Dit jaar heb ik mijn LIO stage gelopen in het REC 4 onderwijs. Een vorm van onderwijs die ik nadat ik er ooit een eerdere stage had gehad, nog erg moest ontdekken. Dit heeft ervoor gezorgd dat ik op zoek was naar een passend thema. Echter de sociaal-emotionele ontwikkeling is een belangrijk aspect binnen het REC 4 onderwijs en vaak zitten hier wat knelpunten. Regelmatig ruzie in de pauze en vervelende opmerkingen waren dan het resultaat. Voor mijn afstudeerscriptie ben ik ingehaakt op de verbondenheid tussen leerlingen. Daarnaast bleven er nog andere thema’s over die ook zorg en aandacht nodig hadden. Met name de ruzies in de pauze speelden hierbij een rol. Uiteindelijk is het thema ‘omgaan met elkaar’ gekozen om deze kinderen te stimuleren op een prettige manier met elkaar om te gaan. Aan de hand van een verhaal hebben we als groep samen een

lessenreeks opgesteld. Hierbij was de invloed van de kinderen erg belangrijk. Hier kom ik later verder op terug.

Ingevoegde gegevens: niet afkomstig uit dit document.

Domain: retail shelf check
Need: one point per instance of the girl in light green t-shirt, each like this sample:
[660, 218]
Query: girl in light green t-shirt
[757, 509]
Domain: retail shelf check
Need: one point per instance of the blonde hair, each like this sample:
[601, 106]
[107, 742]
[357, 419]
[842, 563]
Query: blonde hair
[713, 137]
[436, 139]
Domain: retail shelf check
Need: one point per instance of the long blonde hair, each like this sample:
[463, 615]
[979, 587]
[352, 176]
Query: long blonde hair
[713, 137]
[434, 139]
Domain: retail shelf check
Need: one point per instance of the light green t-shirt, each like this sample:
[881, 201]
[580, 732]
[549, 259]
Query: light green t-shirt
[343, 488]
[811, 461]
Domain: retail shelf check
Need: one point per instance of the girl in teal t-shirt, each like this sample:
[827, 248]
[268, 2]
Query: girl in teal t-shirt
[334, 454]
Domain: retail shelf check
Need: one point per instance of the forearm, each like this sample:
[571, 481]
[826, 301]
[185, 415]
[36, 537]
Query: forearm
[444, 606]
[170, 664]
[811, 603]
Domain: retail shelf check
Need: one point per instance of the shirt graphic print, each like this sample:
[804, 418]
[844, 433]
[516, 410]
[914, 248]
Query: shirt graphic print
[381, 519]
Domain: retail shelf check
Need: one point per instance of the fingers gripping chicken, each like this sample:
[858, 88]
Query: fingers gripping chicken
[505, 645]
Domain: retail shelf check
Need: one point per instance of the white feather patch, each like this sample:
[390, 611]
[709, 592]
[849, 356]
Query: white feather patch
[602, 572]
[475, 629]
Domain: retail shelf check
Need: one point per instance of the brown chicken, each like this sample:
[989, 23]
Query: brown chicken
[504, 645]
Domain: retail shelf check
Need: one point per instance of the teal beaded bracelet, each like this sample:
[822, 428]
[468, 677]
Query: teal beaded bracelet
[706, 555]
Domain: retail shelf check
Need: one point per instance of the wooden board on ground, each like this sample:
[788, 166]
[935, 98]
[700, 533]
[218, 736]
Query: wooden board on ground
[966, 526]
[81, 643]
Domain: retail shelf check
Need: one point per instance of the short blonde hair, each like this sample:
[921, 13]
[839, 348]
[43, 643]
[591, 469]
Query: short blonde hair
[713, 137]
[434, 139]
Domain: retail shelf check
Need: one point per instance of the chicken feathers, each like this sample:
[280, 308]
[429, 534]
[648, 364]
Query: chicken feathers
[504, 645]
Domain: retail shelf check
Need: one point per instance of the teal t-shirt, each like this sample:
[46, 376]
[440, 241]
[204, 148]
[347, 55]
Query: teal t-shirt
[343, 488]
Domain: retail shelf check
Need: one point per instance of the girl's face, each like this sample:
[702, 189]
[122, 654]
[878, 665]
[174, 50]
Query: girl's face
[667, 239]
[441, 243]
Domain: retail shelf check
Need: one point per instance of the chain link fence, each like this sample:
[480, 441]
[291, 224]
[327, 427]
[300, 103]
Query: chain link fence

Qua onderzoeksvraag heb ik in de theorie ontdekt dat er veel creatieve manieren zijn om het omgaan met elkaar te stimuleren. De verschillende werkvormen waren divers, waardoor ik voor de kinderen een boeiende lessenreeks kon ontwerpen.

Wat me in de levensbeschouwelijke theorie is opgevallen, is dat vroeger de naaste voor jezelf ging en dat dit in veel gevallen heel erg is veranderd. Ik denk dat ouders het nog wel voor hun kinderen ervaren, maar als je het hebt over vrienden, buren etc. dan is dit een heel ander verhaal. Ik vind de maatschappij tegenwoordig erg individualistisch ingesteld, terwijl er juist zoveel bagage van je wordt verwacht op sociaal gebied. Dat het juist voor kinderen in het REC 4 onderwijs lastig is om dit toe te passen, maakt het alleen maar een grotere

uitdaging. Wat me is opgevallen in de praktijk is dat het opvallend is hoe goed kinderen het allemaal wel weten, maar dat dit meer moeite kost om dit toe te passen in andere situaties. Dit maakt het wel een uitdaging om hier aan te werken, maar ook om erop te wijzen

wanneer er een situatie plaatsvindt waarbij de kinderen dit toe kunnen passen. De gemaakte keuze om leerlingen voor het praktijkdeel zelf invulling te laten geven aan de lessenreeks is bewust gedaan. Kinderen waren hierdoor extra betrokken en enthousiast en hebben naar mijn mening echt iets kunnen leren. O.a. de tips om met boosheid om te gaan zijn handig om toe te passen wanneer het nodig is.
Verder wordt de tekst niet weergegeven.